American Opportunity Survey: il sogno americano si è rattrappito

L’ultima edizione dell’American Opportunity Survey di McKinsey dipinge un quadro a tinte fosche per la società statunitense. Il sogno americano, con le sue immense opportunità, si è rattrappito.

L’economia statunitense vive un periodo caratterizzato da numeri decisamente elevati, nel bene e nel male.
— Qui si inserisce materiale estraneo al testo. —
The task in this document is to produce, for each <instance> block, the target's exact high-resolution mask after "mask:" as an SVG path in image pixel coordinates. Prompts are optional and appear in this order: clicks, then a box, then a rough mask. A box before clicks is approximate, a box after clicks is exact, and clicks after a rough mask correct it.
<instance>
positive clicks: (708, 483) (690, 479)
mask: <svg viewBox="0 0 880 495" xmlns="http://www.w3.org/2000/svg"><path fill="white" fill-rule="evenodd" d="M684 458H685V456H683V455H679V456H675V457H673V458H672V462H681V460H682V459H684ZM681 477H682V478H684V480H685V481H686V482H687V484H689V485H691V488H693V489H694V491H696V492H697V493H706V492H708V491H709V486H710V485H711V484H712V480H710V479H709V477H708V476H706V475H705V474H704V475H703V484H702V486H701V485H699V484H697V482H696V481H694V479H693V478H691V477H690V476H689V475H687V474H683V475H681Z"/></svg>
Specie se si guarda al mercato del lavoro la lettura dei dati lascia stupefatti: disoccupazione sui valori più bassi da 50 anni, offerte di lavoro che doppiano il numero di disoccupati, l’emorragia di posti di lavoro causata dalla pandemia riassorbita quasi del tutto nel giro di un paio d’anni.

Insomma, se ci si ferma a questi dati sembra che la terra delle opportunità, il mitico sogno americano, sia nonostante tutto ancora lì a splendere e motivare i propri cittadini. Sembra, ma le cose non stanno proprio così, ed anzi quello che si sta diffondendo velocemente tra i cittadini USA è una sensazione di pessimismo e di disillusione: quel sogno americano è sempre più difficile da realizzare.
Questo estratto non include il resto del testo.